Arda van Armenië

Uit Wikipedia, de vrije encyclopedie
Arda van Armenië
? - ca. 1116
Arda van Armenië
Koningin-gemalin van Jeruzalem
Periode 1100 - 1105
Voorganger Nieuwe titel
Opvolger Adelheid del Vasto
Vader Thoros van Marash
Partner Boudewijn I van Jeruzalem

Arda of Arete van Armenië (gestorven: na 1116) was koningin van Jeruzalem en was de tweede echtgenote van Boudewijn I van Jeruzalem. Zij was de eerste koningin-gemalin van Jeruzalem omdat Boudewijns broer Godfried van Bouillon ongetrouwd was gebleven.

Biografie[bewerken | brontekst bewerken]

Arda was waarschijnlijk de dochter van de Armeense heerser Thoros van Marash. Uit politieke overtuigingen huwde Boudewijn I van Jeruzalem haar nog tijdens de Eerste Kruistocht in 1097. Bij het huwelijk werd een bruidsschat van 60.000 gouden bezanten toegezegd aan Boudewijn, maar hier verkreeg hij er slechts 6.000 van.

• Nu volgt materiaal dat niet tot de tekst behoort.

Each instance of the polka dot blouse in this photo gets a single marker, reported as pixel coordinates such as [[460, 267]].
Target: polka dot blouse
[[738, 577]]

In het jaar 1100 werd Boudewijn I koning van Jeruzalem en liet hij zijn vrouw achter in Edessa. Tot dan toe was het huwelijk slecht verlopen: Arda had nog geen kinderen kunnen krijgen en door het verlies van zijn grondgebied was haar vader ook niet in de gelegenheid om de bruidsschat uit te betalen. Na een paar jaar riep Boudewijn Arda toch bij zich en via Antiochië en Jaffa reisde ze naar Jeruzalem.

Arda was nog niet lang in Jeruzalem toen Boudewijn het proces in gang zette om hun huwelijk nietig te laten verklaren. Dit deed hij met de claim dat Arda hem ontrouw was geweest tijdens haar reis naar Jeruzalem, maar waarschijnlijk is deze claim niet waar. Arda werd door Boudewijn gedwongen in te trekken in een katholiek klooster.

Uiteindelijk verkreeg Arda toch toestemming om het klooster te verlaten en haar vader in Constantinopel te bezoeken en aan het Griekse hof leidde ze vervolgens een kleurrijk leven, volgens kroniekschrijver Willem van Tyrus. In de tussentijd hertrouwde Boudewijn I met Adelheid del Vasto, maar vanwege de bigamie moest hij al na vijf jaar het huwelijk beëindigen. Hierop riep Boudewijn ook Arda terug naar Jeruzalem, maar Arda weigerde dit te doen.

Bronnen[bewerken | brontekst bewerken]

  • Katherine Pangonis, Queens of Jerusalem: The Women Who Dared to Rule (London 2021).